Finding Nginx/PHP-FPM bottleneck that is causing random 502 gateway errors

Solution 1:

Official recommendation: worker_processes = number of cores CPU

set worker_processes 16;

Solution 2:

Sporadic 502 errors from load balancers, such as HAProxy and nginx, are usually caused by something getting cut off mid stream between the LB and the Web Server.

Try running one of your web servers, or a test copy of it, through GDB and see if you see a segmentation fault when generating test traffic (use ab or jMeter or similar to simulate the traffic).
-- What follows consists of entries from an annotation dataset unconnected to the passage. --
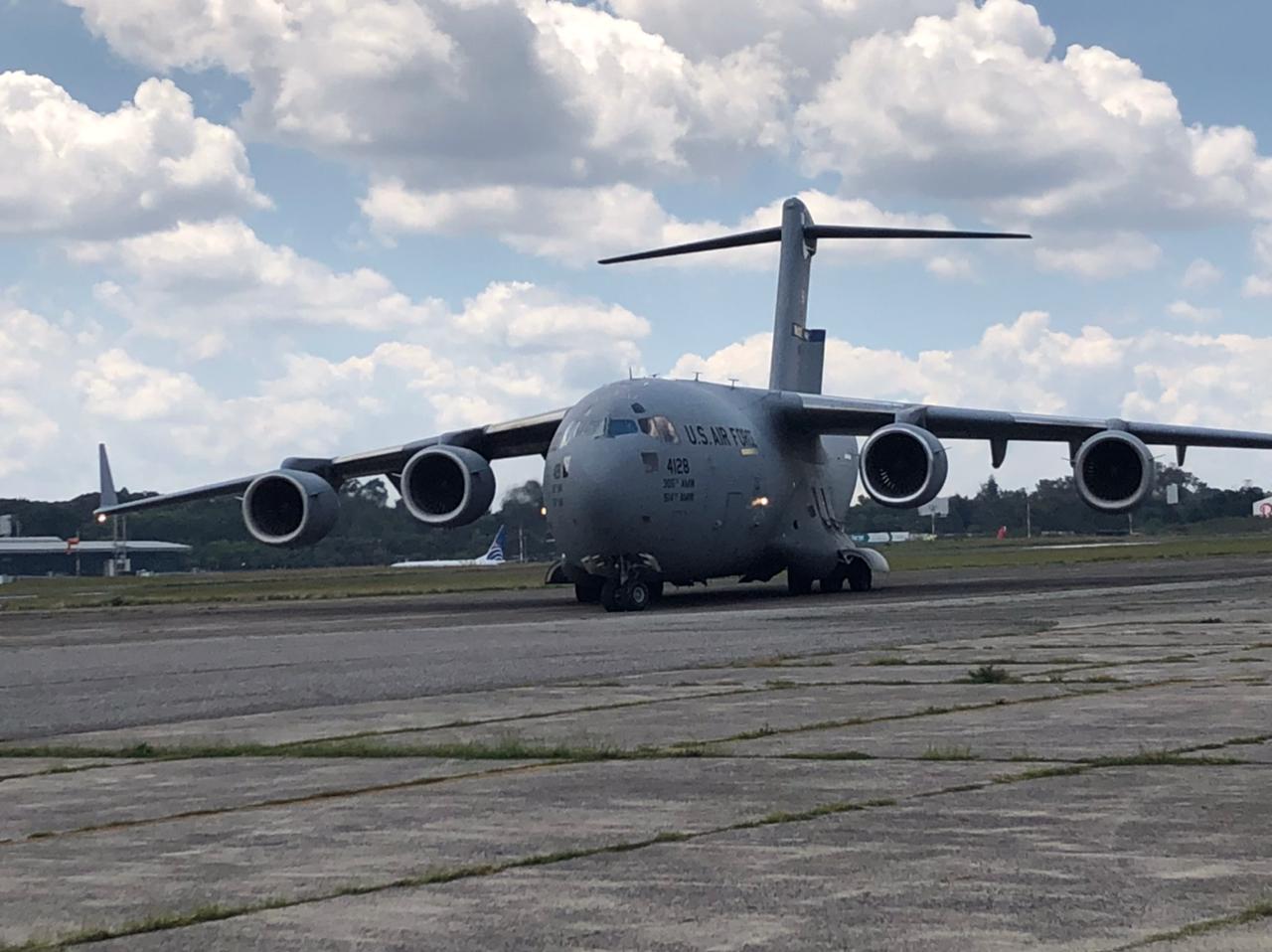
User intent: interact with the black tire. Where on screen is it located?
[622,577,654,611]
[573,575,601,604]
[600,579,627,611]
[786,568,813,594]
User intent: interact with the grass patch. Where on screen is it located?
[0,562,546,611]
[747,797,896,830]
[994,763,1090,784]
[0,735,625,761]
[727,654,835,668]
[918,744,980,760]
[1084,749,1248,767]
[967,663,1019,685]
[1114,898,1272,952]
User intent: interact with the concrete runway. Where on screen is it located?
[0,558,1272,952]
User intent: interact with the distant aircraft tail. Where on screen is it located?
[485,526,508,562]
[96,443,119,520]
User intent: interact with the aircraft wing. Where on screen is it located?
[778,394,1272,464]
[94,409,566,516]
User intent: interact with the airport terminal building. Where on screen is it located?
[0,536,190,576]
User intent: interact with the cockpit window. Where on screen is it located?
[639,416,681,443]
[605,417,640,436]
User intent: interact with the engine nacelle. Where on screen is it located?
[401,445,495,526]
[1073,430,1158,513]
[862,422,949,509]
[242,470,340,546]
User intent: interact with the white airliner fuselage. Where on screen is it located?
[390,526,506,568]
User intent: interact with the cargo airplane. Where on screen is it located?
[98,199,1272,611]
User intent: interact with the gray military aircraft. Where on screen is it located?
[98,199,1272,611]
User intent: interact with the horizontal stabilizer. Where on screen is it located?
[598,224,1033,264]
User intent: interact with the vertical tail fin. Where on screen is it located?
[486,526,508,562]
[96,443,119,518]
[600,199,1030,394]
[768,199,826,394]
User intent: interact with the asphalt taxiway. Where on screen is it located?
[0,558,1272,952]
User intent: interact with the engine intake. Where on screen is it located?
[242,470,340,546]
[1073,430,1157,513]
[401,445,495,526]
[862,422,949,509]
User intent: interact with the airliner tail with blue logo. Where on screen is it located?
[390,526,508,568]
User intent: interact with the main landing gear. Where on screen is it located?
[786,558,874,594]
[573,572,663,611]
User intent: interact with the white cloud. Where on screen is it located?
[0,305,73,475]
[609,0,957,63]
[0,263,649,498]
[672,312,1272,491]
[69,219,445,346]
[69,0,785,183]
[0,73,268,237]
[1034,232,1162,277]
[1243,226,1272,298]
[1180,258,1223,290]
[1167,300,1221,323]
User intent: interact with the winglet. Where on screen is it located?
[96,443,119,509]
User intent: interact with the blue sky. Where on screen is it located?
[0,0,1272,498]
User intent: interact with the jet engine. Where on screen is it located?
[862,422,949,509]
[401,445,495,526]
[242,470,340,546]
[1073,430,1157,513]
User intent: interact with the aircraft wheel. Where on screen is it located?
[847,558,873,592]
[786,567,813,594]
[623,577,654,611]
[573,575,601,604]
[600,579,627,611]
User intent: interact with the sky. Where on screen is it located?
[0,0,1272,499]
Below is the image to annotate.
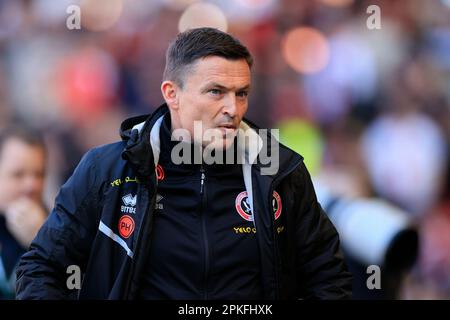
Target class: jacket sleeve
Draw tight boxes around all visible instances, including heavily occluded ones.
[294,164,352,299]
[16,150,98,299]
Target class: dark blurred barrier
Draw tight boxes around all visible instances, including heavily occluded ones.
[315,184,419,299]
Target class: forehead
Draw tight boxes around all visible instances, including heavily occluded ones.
[187,56,250,87]
[0,137,45,168]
I had to solve a very similar scenario/problem recently. I'd ruled out resources etc causing the issue as I had pretty comprehensive monitoring that was helping me there. In the end I found that the 502 error was coming from the web server behind the load balancer returning invalid (in this case empty) HTTP responses to the LB.

I took one of the web servers and stopped the web server, then started it again via gdb then browsed the sited. Eventually after some clicking around I saw a segmentation fault happen, and this caused a 502 error to be visible. I took the backtrace from GDB and submitted it to PHP team as a bug, but the only fix for me was to switch distribution to work around the PHP bug that was there.

The segfault was causing the web server to send invalid content to the LB, and the LB was displaying a 502 error because as far as it's concerned the web server has disappeared "mid flow".

I know this doesn't directly answer your question, but it's a place to start looking. Assuming you do see a segfault you can get the stack trace from GDB then you can hopefully work backwards and find what function is causing the segmentation fault.